E Merkel remata a sua avaliação do conflito legal que resulta da decisão do TCA dizendo “é essa a natureza da besta”, isto é, é essa a natureza da União Europeia tal como foi construída pelos Tratados Europeus.

MEGA (idiotas)?

A Wikipedia em português descreve a liga hanseática como “uma aliança de cidades mercantis — alemãs ou de influência alemã — que estabeleceu e manteve um monopólio comercial sobre quase todo o norte da Europa e Báltico, em fins da Idade Média e começo da Idade Moderna (entre os séculos XII e XVII). Abrangeu cerca de 100 cidades, com Lübeck como centro. De início com carácter essencialmente económico, desdobrou-se posteriormente numa aliança política”.

A nova liga hanseática é uma aliança de Estados-membros da Zona Euro e da União Europeia (Holanda, Bélgica, Irlanda, Dinamarca, Suécia, Finlândia, Letónia, Lituânia e Estónia), que inclui os países ditos frugais (leia-se, sovinas), com representação formal em Bruxelas.

A nova liga hanseática conseguiu uma enorme (mas pírrica) vitória ao eleger para a presidência do Eurogrupo o irlandês Paschal Donohoe, vencendo a candidata espanhola, Nadia Calviño, que parecia inicialmente a favorita e que contava com o apoio dos maiores países da Zona Euro (Alemanha, França, Itália, Espanha), bem como de Portugal, da Grécia, da Finlândia e de Malta. Um dos dez países que tinha prometido o voto a Nadia Calviño não votou nela na primeira ronda de votos, tendo esta perdido na ronda final contra Paschal Donohoe, que recebeu o apoio da maioria dos países (pequenos) daquela nova liga.

No dia 7 de Julho, de forma inacreditável, um tweet dessa nova liga hanseática (NLH) advoga uma escolha sábia na eleição da presidência do Eurogrupo.
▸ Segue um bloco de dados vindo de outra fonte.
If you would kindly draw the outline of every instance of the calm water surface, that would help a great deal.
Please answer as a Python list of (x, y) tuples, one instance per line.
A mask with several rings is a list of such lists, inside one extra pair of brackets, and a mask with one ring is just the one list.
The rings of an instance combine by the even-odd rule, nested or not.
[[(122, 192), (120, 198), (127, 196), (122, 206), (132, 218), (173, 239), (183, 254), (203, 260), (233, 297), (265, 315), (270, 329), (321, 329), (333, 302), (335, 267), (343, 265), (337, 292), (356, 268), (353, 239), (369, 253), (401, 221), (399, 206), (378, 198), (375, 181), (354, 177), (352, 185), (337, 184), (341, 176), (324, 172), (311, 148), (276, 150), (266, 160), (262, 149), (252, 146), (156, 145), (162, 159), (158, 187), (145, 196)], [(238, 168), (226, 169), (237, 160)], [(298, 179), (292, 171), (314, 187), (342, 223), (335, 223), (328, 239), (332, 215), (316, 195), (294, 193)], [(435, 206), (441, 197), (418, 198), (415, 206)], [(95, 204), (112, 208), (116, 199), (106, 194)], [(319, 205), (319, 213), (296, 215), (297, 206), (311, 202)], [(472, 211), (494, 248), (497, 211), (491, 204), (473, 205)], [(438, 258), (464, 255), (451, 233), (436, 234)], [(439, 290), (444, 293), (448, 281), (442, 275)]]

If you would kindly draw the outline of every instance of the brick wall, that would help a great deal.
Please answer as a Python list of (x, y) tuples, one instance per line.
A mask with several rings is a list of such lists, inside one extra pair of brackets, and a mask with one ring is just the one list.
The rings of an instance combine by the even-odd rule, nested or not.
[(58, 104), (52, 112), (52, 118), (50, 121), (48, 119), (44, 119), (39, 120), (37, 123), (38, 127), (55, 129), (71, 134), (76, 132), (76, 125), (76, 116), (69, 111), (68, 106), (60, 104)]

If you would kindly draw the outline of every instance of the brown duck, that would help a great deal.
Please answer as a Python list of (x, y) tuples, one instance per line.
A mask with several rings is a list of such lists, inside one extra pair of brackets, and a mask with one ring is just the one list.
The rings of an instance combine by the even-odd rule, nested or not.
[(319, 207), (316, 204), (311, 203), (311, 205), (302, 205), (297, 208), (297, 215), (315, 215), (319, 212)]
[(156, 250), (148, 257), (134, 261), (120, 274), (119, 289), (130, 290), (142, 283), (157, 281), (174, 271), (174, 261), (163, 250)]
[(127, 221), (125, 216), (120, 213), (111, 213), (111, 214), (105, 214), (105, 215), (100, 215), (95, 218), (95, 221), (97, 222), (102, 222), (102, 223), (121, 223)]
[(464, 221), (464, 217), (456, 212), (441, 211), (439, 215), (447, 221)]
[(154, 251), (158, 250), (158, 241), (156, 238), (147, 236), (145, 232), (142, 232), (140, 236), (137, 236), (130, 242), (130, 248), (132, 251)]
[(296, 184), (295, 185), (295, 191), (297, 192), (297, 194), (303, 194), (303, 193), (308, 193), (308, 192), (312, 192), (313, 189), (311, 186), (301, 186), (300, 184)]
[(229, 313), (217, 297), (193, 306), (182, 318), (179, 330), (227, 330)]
Parafraseando a sigla dos apoiantes do Presidente Trump (“Make America Great Again”, ou MAGA), símbolo da profunda divisão em que os EUA estão mergulhados, coloca uma fotografia de um boné com a sigla MEGA (Make Eurogroup Great Again), e as escolhas que essa presidência irá defender: défices públicos de 3%; empréstimos com condicionalidade estilo troika através do Mecanismo Europeu de Estabilidade; o pacto de estabilidade (e crescimento) europeu (SGP) – leia-se continuação do espartilho orçamental e regras orçamentais arbitrárias a la carte duramente aplicadas aos Estados-membros devedores da Zona Euro – ; “Asset Quality Review”, i.e., uma análise aos activos do sector bancário (dos Estados-membros do sul); uma reforma das cláusulas de acção colectiva para garantir que os Estados-membros credores controlam a reestruturação de dívida dos Estados-membros devedores e para aumentar a pressão sobre o mercado de dívida soberana destes últimos; mais reformas ditas estruturais; e resiliência, seja lá o que isso quer dizer.

Os acrónimos tecnocráticos herméticos e incompreensíveis para a generalidade da população (“3%”, “ESM”, “SGP”, “AQR”, CAC”, “Reform”, “Resilience”), i.e., as causas advogadas pela NLH, no detalhe, têm profundas implicações. Na realidade, afiguram-se quase racistas, revelando ignorância, indiferença pelo sofrimento causado, e desconfiança de tudo quanto provém dos Estados-membros do sul da Zona Euro, o grupo de países que foram no passado designados “PIGS” (porcos). Quase parece que se pretende levar os PIGS para o matadouro.

A Zona Euro e a União Europeia estão num diálogo de surdos e assusta porque as prioridades da NLH sinalizam muito: a NLH não parece ter a noção de quão duras e retrógradas são as medidas que advogam, nem a insensibilidade que é utilizar o chapéu MEGA para defender a eleição do seu representante para a presidência do Eurogrupo (a Suécia e a Dinamarca não fazem parte da Zona Euro). Não parecem compreender que retiram mais benefícios da Zona Euro e da União Europeia do que os Estados-membros do sul.

Donohue defenderá taxas de impostos baixas para as empresas, será contra a taxação de multinacionais dos sectores digitais (que têm as suas sedes para efeitos fiscais na União Europeia precisamente na Irlanda) e tenderá a defender alguns pequenos países que constituem paraísos fiscais no seio da Zona Euro: Irlanda, Luxemburgo e Holanda. Um mau princípio de uma presidência do Eurogrupo que se afigura será muito atribulada e que se arrisca a ser a última?»